|Honored by:||Eleaner Larson Blakely|
|Brick location:||C:27 map|
I wish to honor my great-grandmother Elizabeth Mathilda (Roland) Prather Chambers. Unfortunately, our lives overlapped for only two and a half years so I do not remember her. As I piece together things I have heard and read about her, she comes forth as a strong, self-reliant pioneer woman. I wish I had known her.
Elizabeth Mathilda Roland, daughter of James and Eliza Jane (Arnold) Roland, born 18 July 1833 near Putnamville Putnam County, Indiana; migrated in a covered wagon to Iowa with her parents in 1847; married Jonathan C. Prather 13 October 1850 in newly organized Lucas County Iowa.
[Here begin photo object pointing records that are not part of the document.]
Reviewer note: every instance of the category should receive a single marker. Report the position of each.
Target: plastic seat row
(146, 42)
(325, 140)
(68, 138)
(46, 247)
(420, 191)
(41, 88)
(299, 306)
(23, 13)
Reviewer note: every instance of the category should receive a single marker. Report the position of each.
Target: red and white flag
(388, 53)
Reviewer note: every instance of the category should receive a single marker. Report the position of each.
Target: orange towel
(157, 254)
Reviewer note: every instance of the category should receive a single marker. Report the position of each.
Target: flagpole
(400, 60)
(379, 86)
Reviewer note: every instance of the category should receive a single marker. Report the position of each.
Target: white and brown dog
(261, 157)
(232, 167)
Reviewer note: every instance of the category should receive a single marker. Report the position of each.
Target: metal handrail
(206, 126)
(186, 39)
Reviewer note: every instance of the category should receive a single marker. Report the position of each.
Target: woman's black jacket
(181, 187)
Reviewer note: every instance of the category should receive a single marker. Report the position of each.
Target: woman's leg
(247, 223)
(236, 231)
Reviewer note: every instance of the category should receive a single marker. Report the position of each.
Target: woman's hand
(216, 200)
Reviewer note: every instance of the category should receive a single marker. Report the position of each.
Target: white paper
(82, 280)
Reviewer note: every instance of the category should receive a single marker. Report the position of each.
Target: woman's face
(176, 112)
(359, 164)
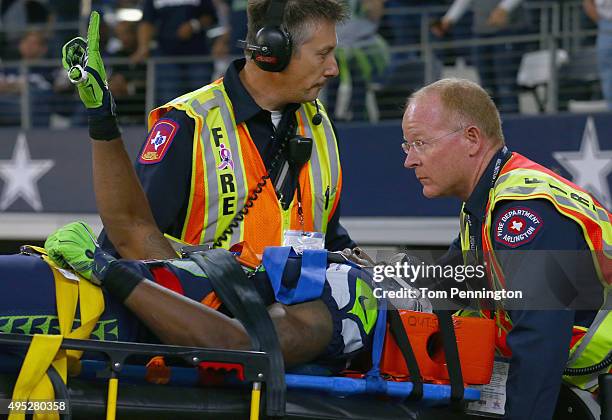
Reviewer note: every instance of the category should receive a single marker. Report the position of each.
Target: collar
(243, 103)
(477, 202)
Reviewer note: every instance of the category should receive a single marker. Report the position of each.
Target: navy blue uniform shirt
(167, 182)
(539, 339)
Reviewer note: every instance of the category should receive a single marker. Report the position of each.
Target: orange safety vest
(523, 179)
(219, 189)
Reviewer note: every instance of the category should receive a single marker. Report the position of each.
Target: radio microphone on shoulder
(317, 118)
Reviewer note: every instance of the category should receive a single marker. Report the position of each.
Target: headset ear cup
(276, 46)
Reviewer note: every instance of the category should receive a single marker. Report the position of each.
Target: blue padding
(312, 275)
(378, 341)
(432, 393)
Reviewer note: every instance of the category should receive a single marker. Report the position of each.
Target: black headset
(273, 44)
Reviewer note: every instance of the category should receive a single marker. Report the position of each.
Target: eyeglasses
(421, 145)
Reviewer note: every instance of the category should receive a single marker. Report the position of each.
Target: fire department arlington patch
(517, 226)
(158, 142)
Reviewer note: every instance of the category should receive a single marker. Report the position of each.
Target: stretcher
(252, 384)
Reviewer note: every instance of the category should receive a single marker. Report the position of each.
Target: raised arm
(121, 202)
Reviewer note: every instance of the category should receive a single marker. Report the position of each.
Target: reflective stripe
(239, 175)
(351, 336)
(334, 166)
(594, 347)
(212, 188)
(315, 172)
She became a young widow with an infant daughter and unborn son in October 1852 when Mr. Prather died; shemarried for the second time on 10 June 1860 to Joseph Chambers, a young widower with an infant son. She became caretaker of the land and their four children in 1862 when Joesph enlisted in 36th Iowa Infantry for service in Civil war. She received no word from Joseph during the year he was held in Camp Ford, a Confederate prisoner of war camp in Texas, but welcomed her husband home in June 1865 after he was mustered out of the 36th suffering from chronic diarrhea contracted while at Camp Ford. She gave birth to five more children during the next ten years, during which she mourned the death of a six-months-old daughter. She sustained Joseph when he subcontracted to build a section of railroad and was left without funds to pay off the workers when the main contractor went bankrupt, she helped accumulate money to pay off the debt by selling her land as well as his, but it was not enough so they moved to Rooks County, Kansas in 1879 hoping to improve Joseph's health with a change of climate.
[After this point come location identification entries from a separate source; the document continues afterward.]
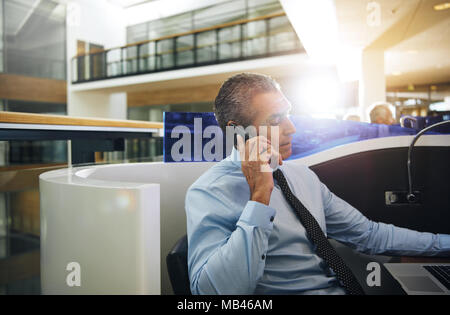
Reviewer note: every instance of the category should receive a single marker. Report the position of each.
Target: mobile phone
(240, 131)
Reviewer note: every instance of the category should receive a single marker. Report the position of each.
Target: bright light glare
(319, 96)
(316, 25)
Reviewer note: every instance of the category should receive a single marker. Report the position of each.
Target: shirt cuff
(258, 214)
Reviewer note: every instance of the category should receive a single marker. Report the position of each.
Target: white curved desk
(107, 218)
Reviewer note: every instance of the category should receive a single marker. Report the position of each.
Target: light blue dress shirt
(238, 246)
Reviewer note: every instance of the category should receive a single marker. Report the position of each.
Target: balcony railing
(260, 37)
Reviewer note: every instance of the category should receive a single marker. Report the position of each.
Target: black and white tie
(315, 234)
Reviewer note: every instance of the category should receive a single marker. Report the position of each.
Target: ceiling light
(442, 6)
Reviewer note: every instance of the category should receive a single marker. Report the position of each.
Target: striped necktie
(315, 234)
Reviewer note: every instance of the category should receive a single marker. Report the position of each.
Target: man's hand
(255, 155)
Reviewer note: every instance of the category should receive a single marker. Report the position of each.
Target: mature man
(244, 232)
(381, 114)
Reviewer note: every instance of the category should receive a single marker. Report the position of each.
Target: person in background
(381, 114)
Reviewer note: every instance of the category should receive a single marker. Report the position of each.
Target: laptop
(421, 279)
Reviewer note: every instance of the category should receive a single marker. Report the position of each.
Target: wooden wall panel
(205, 93)
(19, 87)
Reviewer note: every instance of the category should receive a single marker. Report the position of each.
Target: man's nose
(288, 127)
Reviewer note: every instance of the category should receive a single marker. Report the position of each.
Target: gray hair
(379, 110)
(235, 95)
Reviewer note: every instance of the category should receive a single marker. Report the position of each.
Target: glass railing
(31, 145)
(260, 37)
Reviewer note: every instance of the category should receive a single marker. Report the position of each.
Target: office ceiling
(414, 36)
(128, 3)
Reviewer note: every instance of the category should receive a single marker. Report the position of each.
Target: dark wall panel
(362, 179)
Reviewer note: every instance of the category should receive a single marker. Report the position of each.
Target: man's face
(272, 109)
She became a widow for the second time at the age of forty-seven years with five underage children to support when Joseph died on 25 September 1880. Her and her children lived in extreme poverty as the family stayed on the land for another year in order to prove up their Soldiers Homestead Claim and gain title to the land in which they later sold the land and moved to Harrison County, Iowa where both her mother and son from her first marriage lived. She was able to purchase land in Harrison County using Joseph's lump-sum retroactive disability pension that was approved after his death.
She provided a home on the farm for her children while they grew to adulthood and was assisted in the farm work by her sons as they became old enough to help. She paid the final hundred dollars owed to the railroad workers in Lucas County sometime after her return to Iowa and gave up farming in 1898 and sold her farm. She bought a house in Missouri Valley and moved to town. She died at the home of her son Francis in Calhoun Township Harrison County on 28 December 1925.
So ended the life of a courageous pioneer woman.